Despite the lower-than-expected Bitcoin production and revenue, Marathon Digital reported earnings per share of $1.26 for the first quarter, easily surpassing Wall Street’s estimate of $0.02.
However, this positive outcome was largely due to the company’s adoption of the newly-approved Financial Accounting Standards Board (FASB) fair value accounting rules, which allowed Marathon Digital to record a favorable mark-to-market adjustment on its Bitcoin holdings.
The company’s stock price reacted negatively to the mixed results, with shares falling approximately 1.5% in after-hours trading on May 9.
Marathon’s Q1 2024 Earnings Release is here:
– Revenues Increase 223% to a Record $165.2 Million
– Net Income Increases 184% to a Record $337.2 Million, or $1.26 per Diluted Share
– Adjusted EBITDA Increases 266% to a Record $528.8 Million pic.twitter.com/MCzh0U46SK— MARA (@MarathonDH) May 9, 2024
Year-to-date, Marathon Digital’s stock has declined by 26%, underperforming its peer Riot Platforms (RIOT), whose stock has fallen by 40% over the same period.
Nonetheless, Marathon Digital remains optimistic about its future prospects.

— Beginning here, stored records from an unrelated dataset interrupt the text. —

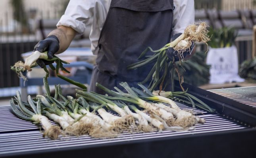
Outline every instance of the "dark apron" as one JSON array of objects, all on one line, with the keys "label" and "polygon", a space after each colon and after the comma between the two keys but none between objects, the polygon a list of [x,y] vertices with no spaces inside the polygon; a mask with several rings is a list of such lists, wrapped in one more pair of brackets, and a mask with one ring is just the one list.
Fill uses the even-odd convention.
[{"label": "dark apron", "polygon": [[112,90],[115,86],[123,89],[121,82],[137,87],[154,64],[133,70],[127,67],[138,62],[147,47],[158,49],[169,42],[173,9],[173,0],[112,0],[96,49],[89,90],[106,93],[96,87],[96,82]]}]

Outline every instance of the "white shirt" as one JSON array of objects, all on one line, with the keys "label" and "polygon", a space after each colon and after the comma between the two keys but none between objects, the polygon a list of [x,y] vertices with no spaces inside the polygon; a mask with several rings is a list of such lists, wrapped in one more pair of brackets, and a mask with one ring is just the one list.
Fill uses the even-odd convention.
[{"label": "white shirt", "polygon": [[[111,0],[70,0],[56,26],[70,27],[82,34],[87,25],[91,24],[89,38],[94,53],[111,2]],[[173,4],[172,34],[183,32],[194,21],[194,0],[173,0]],[[92,21],[89,20],[91,18]]]}]

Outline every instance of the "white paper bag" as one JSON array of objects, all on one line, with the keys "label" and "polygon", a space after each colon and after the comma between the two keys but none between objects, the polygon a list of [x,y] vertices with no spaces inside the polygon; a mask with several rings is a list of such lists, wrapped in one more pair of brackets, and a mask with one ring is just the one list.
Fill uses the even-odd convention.
[{"label": "white paper bag", "polygon": [[209,49],[206,63],[210,68],[210,84],[242,82],[244,79],[238,75],[237,51],[235,46]]}]

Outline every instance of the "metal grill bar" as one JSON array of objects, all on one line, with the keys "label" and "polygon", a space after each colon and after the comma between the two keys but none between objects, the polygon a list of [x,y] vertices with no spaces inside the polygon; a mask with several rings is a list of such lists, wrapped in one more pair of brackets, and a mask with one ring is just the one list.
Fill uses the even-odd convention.
[{"label": "metal grill bar", "polygon": [[256,87],[213,89],[208,91],[256,108]]},{"label": "metal grill bar", "polygon": [[[191,106],[177,102],[181,109],[192,109]],[[78,137],[61,137],[56,140],[43,138],[38,126],[17,118],[7,106],[0,108],[0,155],[15,152],[44,150],[79,146],[89,146],[98,144],[139,140],[168,137],[221,131],[232,131],[250,128],[230,118],[216,114],[208,113],[198,109],[192,109],[195,115],[206,120],[204,124],[196,124],[194,129],[188,131],[164,131],[146,133],[127,133],[124,132],[117,137],[98,139],[83,135]],[[27,131],[25,132],[24,131]],[[16,132],[19,131],[19,132]],[[15,132],[15,133],[14,133]],[[35,148],[36,147],[36,148]]]}]

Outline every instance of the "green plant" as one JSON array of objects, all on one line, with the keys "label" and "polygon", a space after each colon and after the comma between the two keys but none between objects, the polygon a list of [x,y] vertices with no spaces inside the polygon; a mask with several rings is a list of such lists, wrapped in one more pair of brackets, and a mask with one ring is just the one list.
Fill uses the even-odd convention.
[{"label": "green plant", "polygon": [[[204,52],[196,52],[190,59],[180,63],[180,67],[183,68],[179,69],[180,73],[185,83],[195,86],[209,83],[210,66],[205,62],[206,56]],[[174,78],[179,79],[176,73]]]}]

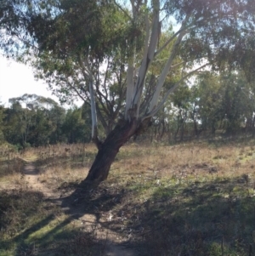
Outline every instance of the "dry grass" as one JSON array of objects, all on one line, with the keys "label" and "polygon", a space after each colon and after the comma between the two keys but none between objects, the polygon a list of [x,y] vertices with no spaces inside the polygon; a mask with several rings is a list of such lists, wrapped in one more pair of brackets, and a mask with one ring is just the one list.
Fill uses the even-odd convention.
[{"label": "dry grass", "polygon": [[[73,207],[83,213],[107,219],[101,225],[118,232],[139,255],[246,256],[253,255],[255,251],[253,145],[254,141],[173,146],[129,144],[121,149],[108,180],[96,189],[79,192],[79,196],[76,194],[79,183],[96,153],[94,145],[30,149],[14,159],[33,161],[40,169],[42,183],[53,191],[70,196],[69,199],[76,202]],[[23,162],[18,164],[15,161],[10,173],[6,171],[4,159],[4,168],[1,168],[1,186],[6,183],[16,186],[14,191],[7,191],[5,186],[1,192],[5,195],[3,198],[16,198],[17,193],[21,197],[17,197],[20,204],[14,199],[8,205],[7,199],[0,202],[0,210],[4,208],[0,213],[8,212],[10,218],[16,219],[11,222],[2,219],[2,225],[5,225],[1,235],[5,251],[0,251],[0,255],[20,255],[9,252],[14,247],[17,252],[23,244],[31,250],[35,239],[39,241],[38,247],[44,248],[40,251],[42,255],[43,252],[54,252],[52,255],[99,255],[94,250],[84,254],[82,248],[99,242],[91,234],[81,231],[78,225],[71,225],[73,221],[60,207],[42,202],[40,194],[33,195],[34,211],[26,213],[25,209],[29,208],[24,198],[29,191],[19,173],[19,165]],[[18,192],[19,185],[22,193]],[[24,211],[26,216],[31,216],[30,219],[35,218],[37,221],[28,221],[21,213]],[[54,217],[48,221],[48,216]],[[22,228],[17,228],[20,221]],[[21,243],[20,232],[24,234],[24,229],[38,226],[37,223],[40,221],[43,227],[36,229],[37,232],[31,231]],[[7,230],[7,223],[14,231]],[[49,225],[51,230],[58,231],[49,232]],[[63,247],[66,237],[69,242]],[[33,253],[30,255],[41,255],[38,251]]]}]

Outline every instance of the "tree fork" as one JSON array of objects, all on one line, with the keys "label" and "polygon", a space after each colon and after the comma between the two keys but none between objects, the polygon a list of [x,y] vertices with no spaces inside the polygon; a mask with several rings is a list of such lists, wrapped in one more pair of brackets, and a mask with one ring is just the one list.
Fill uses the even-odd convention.
[{"label": "tree fork", "polygon": [[120,148],[133,136],[140,126],[136,118],[130,122],[120,120],[105,140],[98,147],[99,151],[85,182],[100,183],[107,179],[112,162]]}]

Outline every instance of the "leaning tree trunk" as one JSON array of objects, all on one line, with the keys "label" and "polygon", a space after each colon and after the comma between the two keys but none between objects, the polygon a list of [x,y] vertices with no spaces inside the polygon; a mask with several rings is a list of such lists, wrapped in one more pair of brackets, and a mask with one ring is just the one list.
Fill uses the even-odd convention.
[{"label": "leaning tree trunk", "polygon": [[86,181],[101,182],[108,177],[110,166],[119,149],[137,132],[139,124],[137,119],[122,121],[108,134],[99,145],[98,154],[88,172]]}]

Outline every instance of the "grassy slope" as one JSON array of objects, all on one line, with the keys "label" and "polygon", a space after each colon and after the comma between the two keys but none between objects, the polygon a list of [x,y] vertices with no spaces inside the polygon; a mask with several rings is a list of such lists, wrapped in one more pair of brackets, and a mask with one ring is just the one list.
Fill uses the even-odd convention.
[{"label": "grassy slope", "polygon": [[0,255],[103,255],[102,241],[27,188],[20,158],[37,159],[41,182],[69,196],[74,208],[108,219],[101,225],[139,255],[253,255],[253,145],[131,144],[108,180],[82,196],[73,191],[93,161],[92,145],[30,150],[13,160],[2,154]]}]

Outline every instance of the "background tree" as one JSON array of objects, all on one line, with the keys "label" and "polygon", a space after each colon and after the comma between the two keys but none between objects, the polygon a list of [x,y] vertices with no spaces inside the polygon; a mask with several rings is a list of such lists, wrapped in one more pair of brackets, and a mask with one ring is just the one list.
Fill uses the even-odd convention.
[{"label": "background tree", "polygon": [[[3,18],[0,20],[0,26],[11,39],[6,41],[5,46],[12,45],[14,36],[19,39],[17,31],[21,31],[23,33],[19,35],[27,36],[26,40],[22,38],[22,42],[26,42],[23,46],[27,46],[26,51],[23,51],[26,56],[33,49],[31,43],[38,48],[38,51],[32,51],[38,58],[46,49],[56,53],[56,60],[70,63],[70,50],[82,53],[76,58],[86,70],[84,77],[87,80],[84,82],[89,88],[92,137],[99,148],[87,181],[99,182],[107,178],[120,147],[132,136],[146,129],[167,96],[196,71],[205,66],[218,71],[228,65],[231,69],[244,68],[250,78],[254,74],[253,1],[131,0],[130,5],[126,7],[122,1],[29,1],[29,5],[19,9],[13,6],[20,6],[26,2],[20,0],[13,3],[7,0],[6,3],[7,7],[1,8]],[[75,3],[71,5],[71,3]],[[79,6],[84,9],[82,8],[84,5],[88,15],[83,13],[82,15],[79,8],[76,8]],[[107,15],[105,10],[110,13],[114,9],[122,12],[128,19],[125,22],[128,25],[128,30],[125,29],[127,26],[122,28],[122,26],[118,26],[119,30],[114,29],[115,24],[123,24],[120,20],[110,23],[114,15]],[[76,16],[78,19],[69,19]],[[169,28],[170,17],[174,17],[178,29],[173,35],[161,37],[162,28]],[[65,23],[65,20],[69,22]],[[111,29],[105,20],[112,24]],[[84,24],[87,25],[85,27]],[[128,31],[132,32],[128,34]],[[123,34],[128,37],[122,37]],[[94,95],[103,94],[103,91],[96,90],[94,64],[103,63],[107,56],[114,56],[116,46],[120,43],[127,43],[124,58],[121,60],[127,74],[125,109],[112,131],[100,141],[96,132]],[[159,60],[160,53],[169,45],[171,48],[162,62],[160,73],[150,82],[153,64]],[[72,61],[71,59],[71,63]],[[178,79],[169,87],[167,76],[180,67],[182,72]]]}]

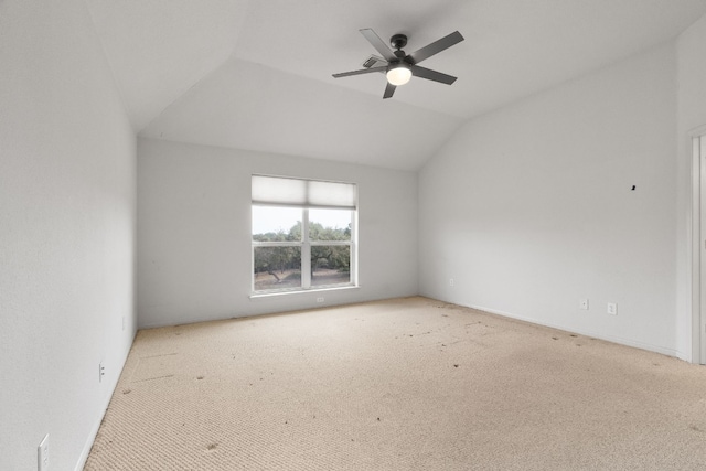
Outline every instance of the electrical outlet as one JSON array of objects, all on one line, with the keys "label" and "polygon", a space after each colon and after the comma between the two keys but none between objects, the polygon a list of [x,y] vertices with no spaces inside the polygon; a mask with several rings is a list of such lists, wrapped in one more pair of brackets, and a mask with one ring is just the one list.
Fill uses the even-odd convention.
[{"label": "electrical outlet", "polygon": [[40,446],[36,447],[36,470],[49,470],[49,433],[44,436]]}]

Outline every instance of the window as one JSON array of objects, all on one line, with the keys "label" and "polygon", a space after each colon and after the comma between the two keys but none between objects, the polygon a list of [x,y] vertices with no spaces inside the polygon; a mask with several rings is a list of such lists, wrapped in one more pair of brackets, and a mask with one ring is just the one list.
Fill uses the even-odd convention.
[{"label": "window", "polygon": [[253,175],[254,293],[355,285],[356,186]]}]

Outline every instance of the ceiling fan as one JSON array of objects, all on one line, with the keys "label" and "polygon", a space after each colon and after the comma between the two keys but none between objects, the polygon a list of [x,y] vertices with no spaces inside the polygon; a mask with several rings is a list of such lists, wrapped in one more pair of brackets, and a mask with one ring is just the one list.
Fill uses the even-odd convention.
[{"label": "ceiling fan", "polygon": [[[342,72],[340,74],[333,74],[333,77],[350,77],[351,75],[371,74],[374,72],[384,73],[387,76],[387,87],[385,87],[383,98],[391,98],[395,93],[395,88],[400,85],[405,85],[409,82],[413,75],[447,85],[451,85],[456,82],[456,77],[451,75],[420,67],[417,64],[463,41],[463,36],[458,31],[446,35],[440,40],[413,52],[411,54],[407,54],[402,50],[407,45],[407,36],[404,34],[395,34],[389,39],[389,44],[397,50],[392,51],[387,47],[387,44],[379,39],[375,31],[371,29],[363,29],[360,31],[373,47],[375,47],[375,50],[383,56],[384,61],[378,62],[382,62],[384,65],[370,66],[370,68],[363,68],[360,71]],[[371,62],[376,63],[376,61],[368,60],[365,61],[364,65],[367,65]]]}]

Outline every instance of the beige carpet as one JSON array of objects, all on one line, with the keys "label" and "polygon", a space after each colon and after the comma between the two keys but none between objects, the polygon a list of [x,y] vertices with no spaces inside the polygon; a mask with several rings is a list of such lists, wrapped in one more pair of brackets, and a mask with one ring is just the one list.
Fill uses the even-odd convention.
[{"label": "beige carpet", "polygon": [[85,469],[706,469],[706,367],[425,298],[145,330]]}]

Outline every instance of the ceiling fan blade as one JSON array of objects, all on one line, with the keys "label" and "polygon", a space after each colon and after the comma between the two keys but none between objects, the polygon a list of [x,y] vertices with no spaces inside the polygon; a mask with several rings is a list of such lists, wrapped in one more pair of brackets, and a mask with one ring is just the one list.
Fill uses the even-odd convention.
[{"label": "ceiling fan blade", "polygon": [[393,54],[393,51],[387,46],[387,44],[385,44],[385,41],[381,40],[379,36],[375,34],[375,31],[371,30],[370,28],[360,31],[361,34],[365,36],[367,42],[371,43],[373,47],[375,47],[375,51],[377,51],[383,57],[385,57],[385,61],[398,61],[395,54]]},{"label": "ceiling fan blade", "polygon": [[440,82],[442,84],[451,85],[456,82],[456,77],[447,74],[442,74],[437,71],[431,71],[430,68],[420,67],[418,65],[414,65],[411,67],[411,75],[415,77],[426,78],[428,81]]},{"label": "ceiling fan blade", "polygon": [[411,54],[407,55],[407,57],[410,57],[414,64],[419,64],[425,58],[429,58],[432,55],[438,54],[454,44],[460,43],[461,41],[463,41],[463,36],[458,31],[454,31],[451,34],[441,38],[440,40],[435,41],[431,44],[427,44],[420,50],[413,52]]},{"label": "ceiling fan blade", "polygon": [[341,72],[340,74],[333,74],[333,77],[334,78],[350,77],[351,75],[372,74],[373,72],[385,72],[386,69],[387,69],[386,65],[381,65],[379,67],[361,68],[360,71],[351,71],[351,72]]},{"label": "ceiling fan blade", "polygon": [[385,93],[383,94],[383,99],[392,98],[393,94],[395,93],[395,88],[397,88],[395,85],[387,82],[387,86],[385,87]]}]

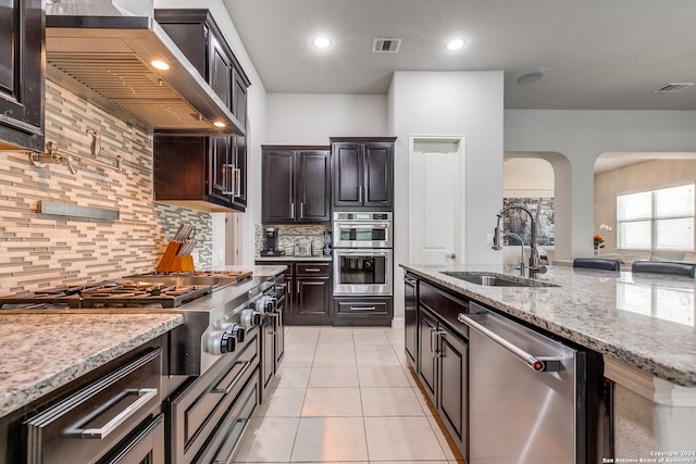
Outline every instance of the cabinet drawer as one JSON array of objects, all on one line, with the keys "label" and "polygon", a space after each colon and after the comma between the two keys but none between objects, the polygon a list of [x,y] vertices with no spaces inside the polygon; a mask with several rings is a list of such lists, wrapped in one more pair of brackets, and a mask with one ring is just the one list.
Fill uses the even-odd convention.
[{"label": "cabinet drawer", "polygon": [[389,315],[389,304],[386,301],[338,301],[336,315]]},{"label": "cabinet drawer", "polygon": [[331,265],[328,263],[297,263],[296,266],[297,275],[322,277],[327,277],[330,275]]},{"label": "cabinet drawer", "polygon": [[445,319],[456,330],[463,331],[465,335],[465,326],[457,319],[457,316],[460,313],[469,312],[469,303],[447,294],[444,290],[424,281],[419,284],[420,303]]}]

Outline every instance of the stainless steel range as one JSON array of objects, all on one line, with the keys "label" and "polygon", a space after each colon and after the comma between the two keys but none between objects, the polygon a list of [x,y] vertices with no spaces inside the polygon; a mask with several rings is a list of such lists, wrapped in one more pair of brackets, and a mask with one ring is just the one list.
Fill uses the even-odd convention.
[{"label": "stainless steel range", "polygon": [[169,463],[232,462],[274,371],[261,360],[278,359],[262,326],[282,330],[281,308],[273,277],[238,272],[142,274],[0,297],[7,312],[182,313],[163,366]]}]

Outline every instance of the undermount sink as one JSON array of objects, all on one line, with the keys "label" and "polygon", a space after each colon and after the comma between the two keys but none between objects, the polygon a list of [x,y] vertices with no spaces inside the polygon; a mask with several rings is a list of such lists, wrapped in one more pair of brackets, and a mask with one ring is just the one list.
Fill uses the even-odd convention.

The company is sticking to its 2024 guidance of ramping up its computing power to 50 exahash per second (EH/s), a significant increase from its current level of 27 EH/s.
The company expects additional growth in 2025, though specific targets have not been disclosed.
During the earnings call, Marathon Digital CEO Fred Thiel acknowledged the challenges faced in Q1 but assured investors that the company had taken steps to mitigate the issues and was operating at record-high computing power levels.
“We mitigated a number of these issues,” Thiel said, referring to the equipment failures and weather-related curtailments. “We’re operating at a record high of 27 exahashes per second.”
Thiel also reaffirmed the company’s bullish outlook on Bitcoin, stating that Marathon Digital remains committed to its long-term strategy of expanding its mining operations and capitalizing on the growing demand for the world’s largest cryptocurrency.